SMART: Semantic-Aware Masked Attention Relational Transformer for Multi-label Image Recognition

Hongjun Wu, Cheng Xu, Hongzhe Liu

Published: 01 Jan 2022, Last Modified: 25 Jul 2025IEEE Signal Process. Lett. 2022EveryoneRevisionsBibTeXCC BY-SA 4.0

Abstract: As objects usually co-exist in an image, learning the label co-occurrence is a compelling approach to improving the performance of multi-label image recognition. However, the dependencies among the non-exist categories in an image cannot be effectively evaluated. These redundant label dependencies may bring noise and further decrease the performance of classification. Therefore, we proposed SMART, a Semantic-aware Masked Attention Relational Transformer for Multi-label Image Recognition for multi-label image recognition tasks.
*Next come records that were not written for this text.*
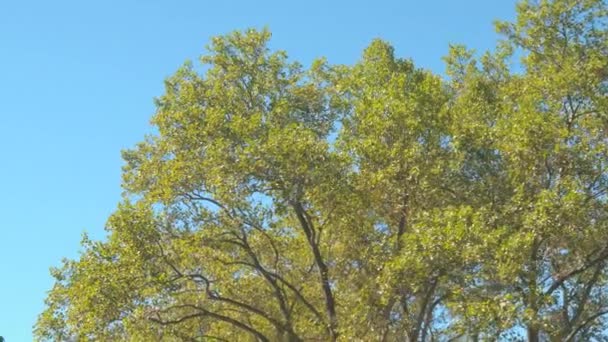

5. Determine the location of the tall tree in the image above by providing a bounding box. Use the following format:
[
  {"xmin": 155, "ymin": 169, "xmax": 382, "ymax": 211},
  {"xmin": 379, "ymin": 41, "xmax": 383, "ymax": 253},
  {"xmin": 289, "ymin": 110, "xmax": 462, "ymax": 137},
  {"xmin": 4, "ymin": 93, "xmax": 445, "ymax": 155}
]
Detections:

In addition to leveraging Transformer to model the inter-class dependencies, the proposed masked attention filters out the redundant dependencies among the non-exist categories. SMART is able to explicitly and accurately capture the label dependencies without extra word embeddings. Moreover, our method achieves new state-of-the-art results on two benchmarks for multi-label image recognition: MS-COCO 2014 and NUS-WIDE. In addition, extensive ablation studies and empirical analysis are provided to demonstrate the effectiveness of the essential components of our method under different factors.